Betsy Rolland
LIS 600 Independent Study

Transforming XML to Microsoft XML
Terry Brooks
Winter 2006

Transform a specially designed XML file to WordprocessingML using XSLT

The instructions below will walk you through creating an XSLT transformation style sheet to transform a specially-designed XML file to WordprocessingML. The resulting file can be opened directly in Microsoft Word.

The XML schema JournalArticle.xsd has been designed to model a scholarly journal article. In the XML schema, I added elements to contain formatting requests by the author of the XML file. For instance, the author can specify that the Abstract be displayed in a certain font using a certain font size. This gives the author of the XML document some control over the display. This may or may not be what the organization desires. Obviously, this information can be easily ignored.

Another way to accomplish this goal is to leave all formatting information out of the XML document but allow the author to create her own XSL stylesheet through which she can add that information later. That leaves the XML document "pure," maintaining greater separation between content and display.

One of the challenges in this approach is transferring style information from the plain or XSL-transformed XML document to the WordprocessingML document. In WordprocessingML, all style information needs to be at the top of the document, so styles need to be the first information transferred in the XSLT transformation. One way to handle this issue is to add "style" elements to the original XML file, which is what I've done in JournalArticle.xml. In the XML schema, I have defined a style element, which allows the user to enter all information necessary to define a WordprocessingML-readable style. For more information on WordprocessingML styles, please see this tutorial. A second way is to have pre-defined styles in your XSLT stylesheet. In the stylesheet JournalArticleTransformation.xslt I have used a combination of these techniques. There are several pre-defined styles included in the XSLT stylesheet, and all styles defined in the XML document are added during the XSLT transformation. Processes would need to be put into place in the organization to ensure that style name collisions did not occur.

Documents:

JournalArticle.xsd
JournalArticle.xml
JournalArticleTransformation.xslt (Transforms JournalArticle.xml into JournalArticle_Output.xml)
JournalArticle_Output.xml (Can be opened directly in Word)

Steps:

  1. Start with an XML file, like JournalArticle.xml, above, based on an XML schema like JournalArticle.xsd that allows the inclusion of formatting information.

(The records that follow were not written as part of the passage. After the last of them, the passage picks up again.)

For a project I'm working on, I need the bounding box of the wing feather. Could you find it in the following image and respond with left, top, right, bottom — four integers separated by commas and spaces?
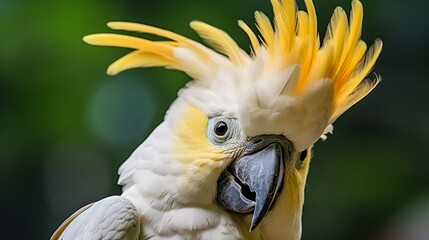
51, 196, 140, 240
50, 203, 93, 240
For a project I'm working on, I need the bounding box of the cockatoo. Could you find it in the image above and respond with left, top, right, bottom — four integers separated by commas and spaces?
51, 0, 382, 239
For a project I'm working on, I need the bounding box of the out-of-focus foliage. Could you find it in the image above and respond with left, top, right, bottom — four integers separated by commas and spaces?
1, 0, 428, 239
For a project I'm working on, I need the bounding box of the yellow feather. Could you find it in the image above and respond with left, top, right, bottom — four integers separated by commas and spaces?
175, 105, 227, 166
83, 34, 174, 57
255, 11, 275, 56
332, 1, 363, 89
107, 50, 177, 75
107, 21, 211, 60
108, 22, 188, 43
304, 0, 318, 57
306, 46, 330, 86
336, 40, 367, 86
324, 7, 348, 77
295, 0, 319, 93
331, 76, 380, 122
271, 0, 294, 55
281, 0, 297, 33
271, 0, 296, 54
338, 0, 363, 68
334, 39, 382, 105
297, 11, 309, 39
346, 39, 382, 92
291, 11, 311, 74
238, 20, 260, 54
190, 21, 247, 65
157, 41, 181, 47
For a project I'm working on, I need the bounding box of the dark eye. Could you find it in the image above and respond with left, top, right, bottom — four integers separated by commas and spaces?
214, 121, 228, 137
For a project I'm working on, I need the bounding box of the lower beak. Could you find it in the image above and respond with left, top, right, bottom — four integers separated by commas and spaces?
216, 135, 293, 231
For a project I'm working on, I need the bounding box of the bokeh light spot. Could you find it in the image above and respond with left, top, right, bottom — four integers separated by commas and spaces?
88, 74, 157, 147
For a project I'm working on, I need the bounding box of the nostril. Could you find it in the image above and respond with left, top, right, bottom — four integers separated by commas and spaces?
254, 138, 263, 145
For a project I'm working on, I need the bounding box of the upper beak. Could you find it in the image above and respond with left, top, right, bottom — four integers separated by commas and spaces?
216, 135, 294, 231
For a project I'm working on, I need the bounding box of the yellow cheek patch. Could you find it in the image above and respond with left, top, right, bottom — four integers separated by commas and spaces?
175, 105, 227, 165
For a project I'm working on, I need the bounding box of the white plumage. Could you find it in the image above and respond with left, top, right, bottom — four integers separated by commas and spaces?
55, 196, 140, 240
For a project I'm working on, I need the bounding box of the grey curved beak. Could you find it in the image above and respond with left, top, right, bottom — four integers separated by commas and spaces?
217, 135, 293, 231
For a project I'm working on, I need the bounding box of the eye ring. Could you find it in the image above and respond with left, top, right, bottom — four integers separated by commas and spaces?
214, 121, 229, 137
208, 117, 236, 144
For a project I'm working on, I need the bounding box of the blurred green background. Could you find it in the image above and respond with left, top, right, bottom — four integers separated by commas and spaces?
1, 0, 428, 239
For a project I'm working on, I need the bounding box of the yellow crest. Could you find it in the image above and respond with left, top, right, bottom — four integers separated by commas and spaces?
84, 0, 382, 151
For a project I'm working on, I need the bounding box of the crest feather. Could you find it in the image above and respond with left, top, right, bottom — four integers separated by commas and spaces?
107, 21, 212, 60
189, 21, 249, 65
255, 11, 276, 57
107, 50, 177, 75
238, 20, 260, 54
272, 0, 297, 54
83, 34, 174, 56
84, 0, 382, 151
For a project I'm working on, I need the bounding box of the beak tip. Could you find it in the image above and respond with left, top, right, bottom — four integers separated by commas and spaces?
249, 223, 257, 232
249, 208, 264, 232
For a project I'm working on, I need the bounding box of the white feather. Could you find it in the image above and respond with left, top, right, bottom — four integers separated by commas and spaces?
57, 196, 140, 240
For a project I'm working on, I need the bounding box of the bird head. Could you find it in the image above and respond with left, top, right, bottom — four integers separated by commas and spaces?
84, 0, 382, 233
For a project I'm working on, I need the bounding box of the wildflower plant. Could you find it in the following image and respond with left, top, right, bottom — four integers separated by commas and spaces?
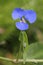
12, 8, 37, 64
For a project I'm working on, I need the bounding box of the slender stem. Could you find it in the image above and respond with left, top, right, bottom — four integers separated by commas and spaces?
0, 57, 13, 62
0, 57, 43, 63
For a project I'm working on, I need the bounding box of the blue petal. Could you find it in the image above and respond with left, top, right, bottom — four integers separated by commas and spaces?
16, 22, 29, 30
24, 10, 37, 23
12, 8, 24, 20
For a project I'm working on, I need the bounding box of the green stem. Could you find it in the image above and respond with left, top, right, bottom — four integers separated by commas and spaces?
0, 57, 13, 62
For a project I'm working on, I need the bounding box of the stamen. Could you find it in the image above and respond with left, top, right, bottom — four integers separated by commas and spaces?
20, 17, 26, 23
22, 17, 26, 23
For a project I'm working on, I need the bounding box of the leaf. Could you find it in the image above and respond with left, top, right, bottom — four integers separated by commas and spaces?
26, 42, 43, 59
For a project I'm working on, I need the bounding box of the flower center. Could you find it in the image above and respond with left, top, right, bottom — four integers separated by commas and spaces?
20, 17, 26, 23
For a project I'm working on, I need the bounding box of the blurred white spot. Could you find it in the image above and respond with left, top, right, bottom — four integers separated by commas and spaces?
23, 43, 26, 48
0, 41, 6, 45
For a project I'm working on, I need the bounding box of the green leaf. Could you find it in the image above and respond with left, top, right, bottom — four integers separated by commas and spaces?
26, 42, 43, 59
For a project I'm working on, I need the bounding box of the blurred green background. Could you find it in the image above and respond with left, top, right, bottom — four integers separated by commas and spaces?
0, 0, 43, 65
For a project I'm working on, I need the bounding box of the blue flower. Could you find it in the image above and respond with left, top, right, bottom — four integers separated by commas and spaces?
12, 8, 37, 30
16, 22, 29, 30
12, 8, 24, 20
24, 10, 37, 23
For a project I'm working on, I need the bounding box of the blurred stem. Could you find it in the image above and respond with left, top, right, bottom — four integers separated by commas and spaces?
19, 31, 27, 64
0, 57, 13, 62
0, 57, 43, 63
10, 31, 28, 64
16, 31, 23, 61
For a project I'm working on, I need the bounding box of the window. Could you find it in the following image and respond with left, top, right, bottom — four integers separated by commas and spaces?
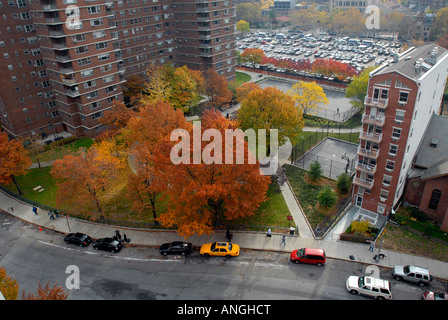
72, 34, 86, 42
380, 189, 389, 202
377, 203, 386, 214
75, 46, 88, 54
399, 91, 409, 103
395, 110, 405, 123
392, 128, 401, 140
428, 189, 441, 210
385, 160, 394, 172
382, 175, 392, 187
388, 144, 398, 157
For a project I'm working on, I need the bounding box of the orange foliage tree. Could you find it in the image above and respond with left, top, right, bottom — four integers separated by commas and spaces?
152, 109, 271, 238
51, 146, 121, 220
0, 266, 19, 300
99, 99, 134, 138
125, 101, 192, 223
0, 132, 32, 195
22, 282, 68, 300
203, 69, 233, 109
241, 48, 266, 67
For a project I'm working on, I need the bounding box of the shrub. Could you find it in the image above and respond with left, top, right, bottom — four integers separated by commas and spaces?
317, 186, 337, 209
336, 173, 352, 194
308, 160, 323, 181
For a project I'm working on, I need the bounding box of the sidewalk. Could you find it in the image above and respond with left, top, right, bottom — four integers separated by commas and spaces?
1, 189, 447, 280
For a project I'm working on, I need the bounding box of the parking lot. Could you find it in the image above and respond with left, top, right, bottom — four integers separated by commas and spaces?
237, 30, 402, 75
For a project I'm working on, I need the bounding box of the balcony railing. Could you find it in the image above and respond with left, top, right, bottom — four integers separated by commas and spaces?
362, 113, 385, 126
359, 131, 382, 143
355, 161, 377, 174
353, 177, 374, 189
364, 96, 389, 109
357, 146, 379, 159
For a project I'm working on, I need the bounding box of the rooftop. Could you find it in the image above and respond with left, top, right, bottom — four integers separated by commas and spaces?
414, 114, 448, 171
372, 43, 448, 80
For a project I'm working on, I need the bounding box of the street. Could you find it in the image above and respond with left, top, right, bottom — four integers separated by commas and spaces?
1, 211, 446, 302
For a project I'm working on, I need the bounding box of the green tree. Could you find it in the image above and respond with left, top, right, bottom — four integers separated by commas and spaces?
345, 66, 377, 109
336, 173, 352, 194
317, 186, 337, 209
236, 20, 250, 34
308, 160, 322, 181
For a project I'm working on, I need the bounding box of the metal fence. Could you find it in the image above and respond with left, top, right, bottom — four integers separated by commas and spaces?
294, 152, 356, 180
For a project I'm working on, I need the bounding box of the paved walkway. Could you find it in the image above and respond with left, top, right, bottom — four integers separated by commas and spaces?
1, 188, 447, 280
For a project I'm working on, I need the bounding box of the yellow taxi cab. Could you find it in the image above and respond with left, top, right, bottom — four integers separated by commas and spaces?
199, 242, 240, 257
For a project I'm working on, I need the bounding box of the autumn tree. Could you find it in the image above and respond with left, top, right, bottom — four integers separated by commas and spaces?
238, 86, 304, 153
0, 266, 19, 300
152, 109, 270, 238
125, 101, 191, 223
51, 145, 121, 220
241, 48, 266, 67
236, 20, 250, 34
0, 132, 32, 195
122, 74, 147, 106
288, 81, 329, 116
99, 99, 134, 138
234, 81, 261, 103
22, 282, 68, 300
142, 65, 204, 113
430, 7, 448, 41
203, 69, 233, 109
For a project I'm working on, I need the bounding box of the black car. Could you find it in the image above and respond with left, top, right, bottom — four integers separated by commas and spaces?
159, 241, 193, 256
64, 232, 92, 247
92, 237, 122, 253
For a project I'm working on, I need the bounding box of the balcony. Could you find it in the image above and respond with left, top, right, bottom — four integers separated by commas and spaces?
353, 177, 374, 189
65, 87, 80, 97
355, 161, 377, 174
359, 131, 382, 143
362, 113, 385, 126
357, 146, 379, 159
364, 96, 389, 109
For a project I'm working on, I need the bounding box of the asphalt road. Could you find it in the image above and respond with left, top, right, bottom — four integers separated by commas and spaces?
1, 212, 446, 302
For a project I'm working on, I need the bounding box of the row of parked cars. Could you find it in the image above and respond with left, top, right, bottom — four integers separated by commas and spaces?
63, 233, 445, 300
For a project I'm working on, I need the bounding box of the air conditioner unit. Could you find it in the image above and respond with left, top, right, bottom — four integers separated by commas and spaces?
382, 183, 390, 188
380, 197, 387, 202
398, 101, 406, 107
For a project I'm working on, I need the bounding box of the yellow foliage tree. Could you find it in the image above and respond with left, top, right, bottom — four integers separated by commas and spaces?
288, 81, 329, 116
0, 267, 19, 300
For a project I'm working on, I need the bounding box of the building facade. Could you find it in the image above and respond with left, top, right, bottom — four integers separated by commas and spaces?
0, 0, 236, 139
352, 44, 448, 219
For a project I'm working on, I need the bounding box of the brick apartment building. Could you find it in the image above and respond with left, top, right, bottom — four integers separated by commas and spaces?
352, 44, 448, 221
0, 0, 236, 139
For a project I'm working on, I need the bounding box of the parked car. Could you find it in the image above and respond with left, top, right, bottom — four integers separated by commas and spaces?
200, 242, 239, 258
421, 291, 448, 300
159, 241, 193, 256
346, 276, 392, 300
290, 248, 326, 266
392, 265, 432, 287
92, 237, 122, 253
64, 232, 92, 247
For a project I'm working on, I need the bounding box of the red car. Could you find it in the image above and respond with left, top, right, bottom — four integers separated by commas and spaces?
291, 248, 326, 266
422, 291, 448, 300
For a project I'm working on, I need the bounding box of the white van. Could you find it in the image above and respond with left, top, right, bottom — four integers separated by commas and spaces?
346, 276, 392, 300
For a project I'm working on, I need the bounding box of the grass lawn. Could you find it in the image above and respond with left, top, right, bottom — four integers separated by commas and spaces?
235, 71, 251, 86
4, 167, 58, 208
31, 137, 94, 163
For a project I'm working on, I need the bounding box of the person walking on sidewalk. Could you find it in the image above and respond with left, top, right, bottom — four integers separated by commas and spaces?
266, 228, 272, 238
368, 240, 375, 252
48, 210, 55, 220
32, 206, 38, 215
280, 235, 286, 247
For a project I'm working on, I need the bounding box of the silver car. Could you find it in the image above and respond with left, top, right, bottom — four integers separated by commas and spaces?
392, 265, 432, 287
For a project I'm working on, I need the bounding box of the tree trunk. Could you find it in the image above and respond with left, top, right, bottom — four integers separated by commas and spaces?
12, 176, 24, 195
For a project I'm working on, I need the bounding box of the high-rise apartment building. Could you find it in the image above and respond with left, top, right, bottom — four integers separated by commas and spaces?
352, 44, 448, 218
0, 0, 236, 139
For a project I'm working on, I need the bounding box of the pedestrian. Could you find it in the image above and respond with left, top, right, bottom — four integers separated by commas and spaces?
226, 230, 232, 242
54, 210, 59, 218
48, 211, 55, 220
123, 234, 130, 243
280, 235, 286, 247
32, 206, 38, 215
266, 228, 272, 238
115, 230, 122, 241
368, 240, 375, 252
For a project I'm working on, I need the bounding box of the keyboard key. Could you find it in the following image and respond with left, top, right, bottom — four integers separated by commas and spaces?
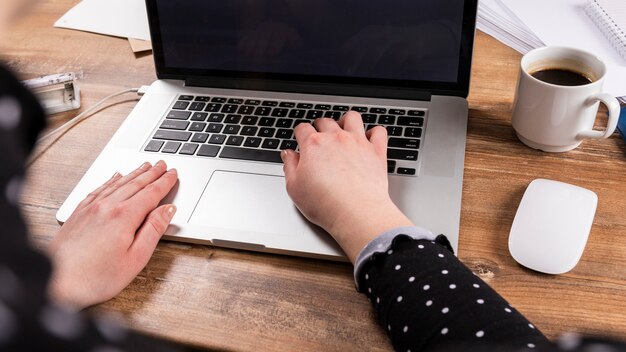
197, 144, 220, 157
179, 143, 199, 155
408, 110, 426, 117
244, 99, 261, 105
191, 133, 209, 143
333, 105, 349, 111
208, 134, 227, 144
289, 109, 306, 118
259, 117, 276, 126
262, 101, 278, 107
262, 138, 280, 149
271, 108, 289, 117
226, 135, 245, 146
241, 115, 259, 125
241, 126, 258, 136
324, 111, 342, 120
361, 114, 377, 123
389, 109, 406, 115
189, 122, 207, 132
211, 97, 227, 103
221, 104, 238, 113
370, 107, 386, 114
276, 129, 293, 139
206, 123, 224, 133
258, 127, 276, 137
223, 124, 241, 134
397, 168, 416, 175
166, 110, 191, 120
293, 119, 311, 127
194, 96, 211, 102
276, 118, 293, 128
172, 101, 189, 110
388, 137, 420, 149
162, 141, 182, 154
387, 160, 396, 173
220, 146, 282, 163
351, 106, 368, 113
160, 120, 189, 130
315, 104, 331, 110
387, 148, 418, 161
398, 116, 424, 127
179, 95, 194, 101
238, 105, 255, 114
243, 137, 262, 148
255, 107, 271, 116
205, 103, 222, 112
404, 127, 423, 138
191, 112, 208, 121
189, 102, 206, 111
378, 115, 396, 125
144, 140, 164, 152
225, 114, 242, 124
296, 103, 313, 109
153, 130, 191, 141
307, 110, 324, 119
386, 126, 402, 136
228, 98, 243, 104
280, 140, 298, 150
208, 113, 225, 122
279, 102, 295, 108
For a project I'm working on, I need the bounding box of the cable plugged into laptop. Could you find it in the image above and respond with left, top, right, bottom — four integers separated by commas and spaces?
137, 85, 151, 96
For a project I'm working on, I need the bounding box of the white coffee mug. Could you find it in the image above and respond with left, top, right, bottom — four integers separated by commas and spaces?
511, 46, 620, 152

  2. Create a new XSLT document that will output XML.

  3. Your XSLT file will need the following headers:
    <?xml version="1.0" encoding="UTF-8"?>
    <xsl:stylesheet version="1.0"
    xmlns:xsl="http://www.w3.org/1999/XSL/Transform"
    xmlns:fo="http://www.w3.org/1999/XSL/Format"
    xmlns:w="http://schemas.microsoft.com/office/word/2003/wordml"<!-- WordprocessingML namespace -->
    <xsl:output method="xml" version="1.0" encoding="UTF-8" indent="yes"/> <!--Specify output format -->

  4. Open your XSL template tag (<xsl:template match="/">). Inside the template tag, add the following lines:
    <?mso-application progid="Word.Document"?> <!-- Associates this file with MS Word -->
    <w:wordDocument <!-- write processing instructions in new XML file -->
    xmlns:fo="http://www.w3.org/1999/XSL/Format"
    xmlns:w="http://schemas.microsoft.com/office/word/2003/wordml" <!-- WordprocessingML namespace -->
    xml:space="preserve"> <!-- Preserves whitespace in the document. -->

  5. Define any styles you want to use in your document. For more information, please see the tutorial on using styles in Wordprocessing ML.

  6. Use XSLT to process your XML file, placing the desired information into paragraph structures as described in the first tutorial.

  7. Close all tags and use your XLST stylesheet to process your XML file into a WordprocessingML file that can be opened directly in Microsoft Word.